Proposals to increase council tax charges on underused Exeter housing stock have revealed that 433 homes in the city currently stand empty and another 505 are second or holiday homes, together more than the 933 new homes built here in the past two years.
Exeter homes which have been empty for between two and five years, of which there are 50, are currently charged double the normal council tax rate for their band, while those that have been empty for between five and ten years, of which there are twelve, are charged triple.
The three houses in the city that have been empty for ten years or more are charged four times the normal rate.
However no council tax is payable for the first two months for homes that stand empty, and a 50% discount applies for up to twelve months to homes that are empty during structural repairs.
Exeter City Council is proposing to target the 368 empty homes that are currently eligible for these discounts, as well as another 505 second or holiday homes in the city, with new powers being introduced in the government’s Levelling-up and Regeneration Bill.
These will allow councils to begin charging double the normal council tax rate for “unoccupied and substantially unfurnished” empty homes after one year, instead of two, and to introduce the same premium for second or holiday homes which are “substantially furnished” but no-one’s sole or main residence.
The council hopes the new charges will generate up to £1.5 million in additional annual council tax revenue, of which it would keep around £123,000, while encouraging the return of empty homes to use and the use of second homes as main residences.
However implementing the new charges will require additional council resources and their impact on wealthy owners of multiple properties is unclear.
Twenty of the Exeter second homes that are likely to be affected are worth more than £820,000 and one more than £1.6 million, while the council tax charges for most second or holiday homes in the city range between £115 and £153 per month.
Twelve months’ notice of the new charges is required, so if they are adopted by the council this month and the levelling-up bill receives royal assent by the end of March they will come into force in April next year.
Teignbridge District Council passed a similar policy last month from which it hopes to raise around £225,000 and East Devon and Mid Devon district councils are expected to follow suit in three weeks’ time, each hoping to raise around £400,000 additional revenue.
Cornwall Council, a unitary authority which keeps 81% of the council tax it charges, expects to raise an additional £25 million each year from the county’s 13,292 registered second homes.
The new legislation is partly intended to close a loophole which allowed owners of empty homes to furnish them as if they are second or holiday homes to avoid paying increased council tax charges.
Homes that are used as short-term holiday lets (including Airbnb rentals) are often not liable for council tax as they must instead be registered for business rates if they are available for more than 140 days each year.

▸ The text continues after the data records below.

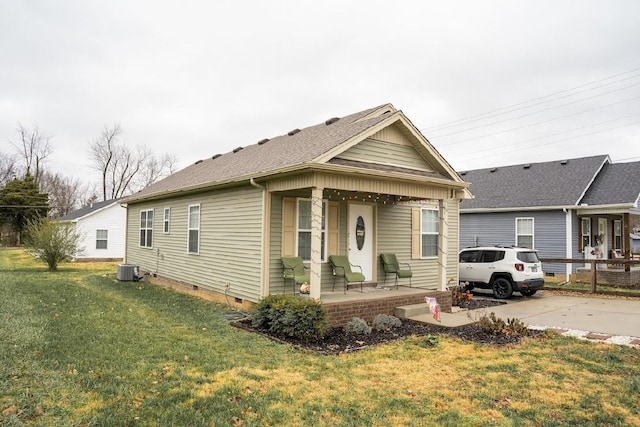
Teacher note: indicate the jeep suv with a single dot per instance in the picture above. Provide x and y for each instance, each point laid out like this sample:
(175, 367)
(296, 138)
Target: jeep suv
(502, 269)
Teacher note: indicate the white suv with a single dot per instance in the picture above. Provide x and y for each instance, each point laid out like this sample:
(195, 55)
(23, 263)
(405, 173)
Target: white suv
(503, 269)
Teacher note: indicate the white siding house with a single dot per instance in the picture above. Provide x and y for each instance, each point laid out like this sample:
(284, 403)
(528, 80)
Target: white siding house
(102, 230)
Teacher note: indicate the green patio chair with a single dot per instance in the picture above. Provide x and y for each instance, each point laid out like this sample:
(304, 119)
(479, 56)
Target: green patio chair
(341, 267)
(293, 269)
(392, 266)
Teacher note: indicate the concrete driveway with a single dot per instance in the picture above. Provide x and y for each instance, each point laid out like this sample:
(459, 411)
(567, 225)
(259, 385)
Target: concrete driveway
(586, 316)
(599, 315)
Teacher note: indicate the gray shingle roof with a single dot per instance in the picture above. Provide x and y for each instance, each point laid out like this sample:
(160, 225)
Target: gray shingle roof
(617, 183)
(294, 148)
(556, 183)
(79, 213)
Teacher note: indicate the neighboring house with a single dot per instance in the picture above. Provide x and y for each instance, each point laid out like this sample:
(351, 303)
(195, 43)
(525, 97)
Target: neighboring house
(101, 227)
(574, 208)
(224, 223)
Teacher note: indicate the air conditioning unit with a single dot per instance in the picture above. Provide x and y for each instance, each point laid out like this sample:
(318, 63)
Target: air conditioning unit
(127, 272)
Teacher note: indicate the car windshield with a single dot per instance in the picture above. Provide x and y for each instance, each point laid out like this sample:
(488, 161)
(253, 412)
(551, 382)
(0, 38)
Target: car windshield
(528, 257)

However doing so means they are likely to be eligible for small business rates relief and other financial benefits which frequently mean neither council tax nor business rates are paid on properties used this way.
The rapid rise in UK second and holiday home ownership has been accompanied by falling owner-occupancy rates.
British households owned 873,000 second homes in 2018-19 – many owning more than one – of which 495,000 were in the UK, a figure that nearly doubled over the preceding decade.
These assets represent around £1 trillion in property wealth. The number of UK adults in families with wealth from properties in addition to their own home has risen by more than half this century to around one in ten of the population.
However by 2019 64% of the UK’s 23.2 million households were owner-occupiers, a fall from 71% in 2003.
2021 census data shows Exeter owner-occupancy rates of just 58.3% with much higher levels of private rented household tenure than across the rest of the country.